Improving the covertness in the physical-layer authentication

Abstract

A well-designed Physical-Layer Authentication (PLA) scheme should consider three properties: covertness, robustness, and security. However, the three properties always cause some dilemmas, e.g., higher covertness leading to lower robustness. This paper concerns the problem of improving the covert- ness without sacrificing the robustness. This problem is important because of the following reasons: reducing the errors in recovered source message, improving the security, and ease of constructing a multi-factor authentication system. In this paper, we propose three covert PLA schemes to address the problem.
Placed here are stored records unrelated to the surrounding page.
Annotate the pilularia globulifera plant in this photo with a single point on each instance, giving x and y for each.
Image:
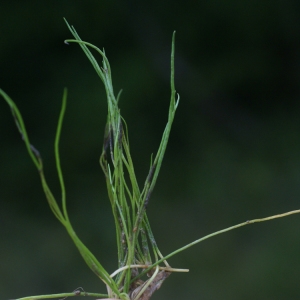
(141, 267)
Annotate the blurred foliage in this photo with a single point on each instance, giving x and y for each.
(234, 151)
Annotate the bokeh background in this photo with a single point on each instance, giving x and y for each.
(234, 151)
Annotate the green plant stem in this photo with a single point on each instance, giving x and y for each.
(214, 234)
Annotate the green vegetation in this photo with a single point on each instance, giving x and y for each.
(139, 273)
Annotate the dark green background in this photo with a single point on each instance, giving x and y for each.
(234, 151)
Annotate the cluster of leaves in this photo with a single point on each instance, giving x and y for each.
(137, 249)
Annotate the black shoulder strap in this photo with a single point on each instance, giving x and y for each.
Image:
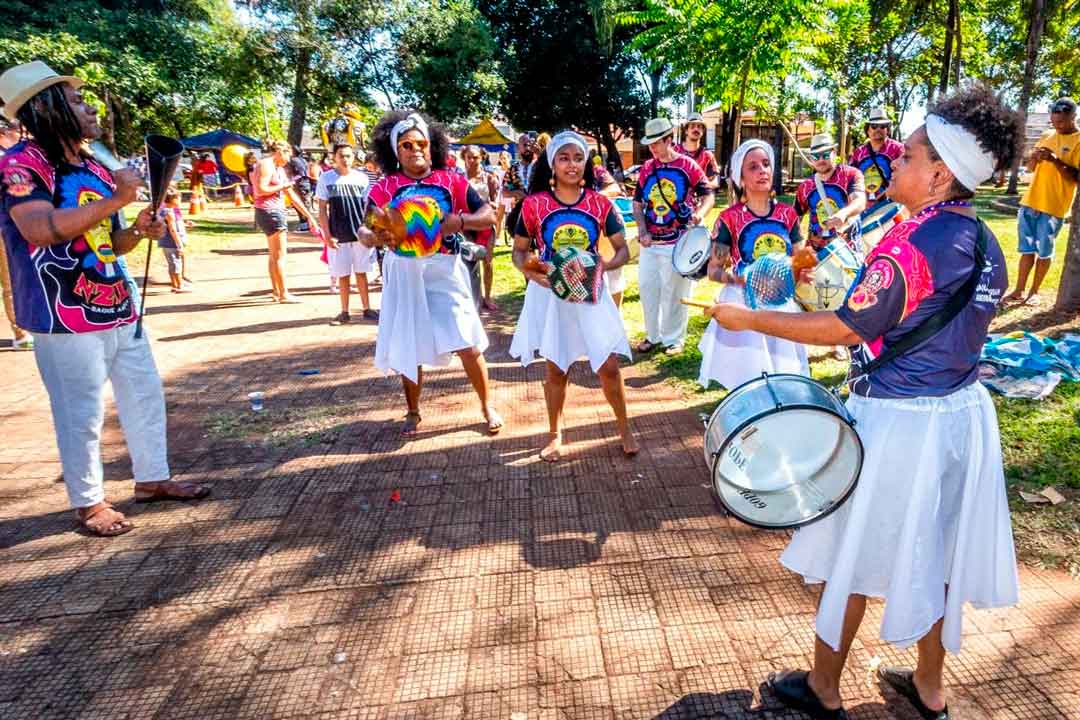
(935, 323)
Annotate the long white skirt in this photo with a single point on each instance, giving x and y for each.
(733, 357)
(427, 313)
(565, 331)
(930, 511)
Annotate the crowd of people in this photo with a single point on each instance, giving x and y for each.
(928, 545)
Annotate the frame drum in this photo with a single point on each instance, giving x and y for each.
(783, 451)
(690, 256)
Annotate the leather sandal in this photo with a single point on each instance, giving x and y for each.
(902, 680)
(793, 689)
(170, 490)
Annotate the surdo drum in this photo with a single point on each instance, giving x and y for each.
(783, 451)
(690, 256)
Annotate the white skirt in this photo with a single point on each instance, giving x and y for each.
(930, 511)
(733, 357)
(565, 331)
(427, 313)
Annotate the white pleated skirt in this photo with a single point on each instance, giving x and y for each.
(930, 511)
(733, 357)
(427, 313)
(566, 331)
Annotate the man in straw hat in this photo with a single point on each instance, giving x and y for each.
(874, 158)
(59, 216)
(672, 195)
(833, 197)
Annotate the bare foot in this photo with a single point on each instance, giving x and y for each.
(553, 451)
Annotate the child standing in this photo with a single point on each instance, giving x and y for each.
(174, 240)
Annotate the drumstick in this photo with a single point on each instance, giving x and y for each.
(696, 303)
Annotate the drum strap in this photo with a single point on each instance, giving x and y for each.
(935, 323)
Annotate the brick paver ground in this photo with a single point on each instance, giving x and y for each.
(500, 587)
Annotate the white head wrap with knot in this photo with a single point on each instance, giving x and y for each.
(563, 139)
(734, 170)
(960, 151)
(412, 122)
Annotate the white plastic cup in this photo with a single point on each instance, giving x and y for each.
(256, 399)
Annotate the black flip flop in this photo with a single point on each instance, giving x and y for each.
(792, 689)
(901, 680)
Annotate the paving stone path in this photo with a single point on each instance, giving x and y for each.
(499, 586)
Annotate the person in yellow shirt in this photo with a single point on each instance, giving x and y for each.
(1048, 200)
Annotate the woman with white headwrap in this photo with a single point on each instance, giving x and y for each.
(754, 226)
(562, 209)
(428, 310)
(928, 526)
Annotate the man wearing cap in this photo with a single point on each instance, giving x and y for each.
(672, 195)
(833, 197)
(874, 158)
(59, 216)
(1048, 200)
(693, 147)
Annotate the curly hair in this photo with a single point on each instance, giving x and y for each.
(540, 180)
(977, 109)
(386, 154)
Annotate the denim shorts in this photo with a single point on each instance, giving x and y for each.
(1036, 231)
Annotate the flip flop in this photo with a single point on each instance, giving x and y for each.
(901, 680)
(794, 691)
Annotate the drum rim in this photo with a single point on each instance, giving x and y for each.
(800, 406)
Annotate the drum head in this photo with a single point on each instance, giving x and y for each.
(690, 255)
(787, 467)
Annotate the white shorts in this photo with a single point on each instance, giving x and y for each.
(351, 258)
In the first scheme, we improve the covertness by reducing the modification ratio on the source message based on an encoding mechanism. In the second scheme, we improve the covertness by optimizing the superimposing angle, which maximizes the minimum distance between the tagged symbols and the boundary line of the demodulation decision for the source message. In the third scheme, referred to as the hybrid scheme, we further improve the covertness by jointly using the advantages of both the above two schemes. Our experimental results show that when the SNR at a legitimate receiver is 25 dB, as compared with the prior scheme, the first scheme improves the covertness by 17.74%, the second scheme improves the covertness by 28.79%, and the third scheme improves the covertness by 32.09%, while they have similar robustness as that of the prior scheme.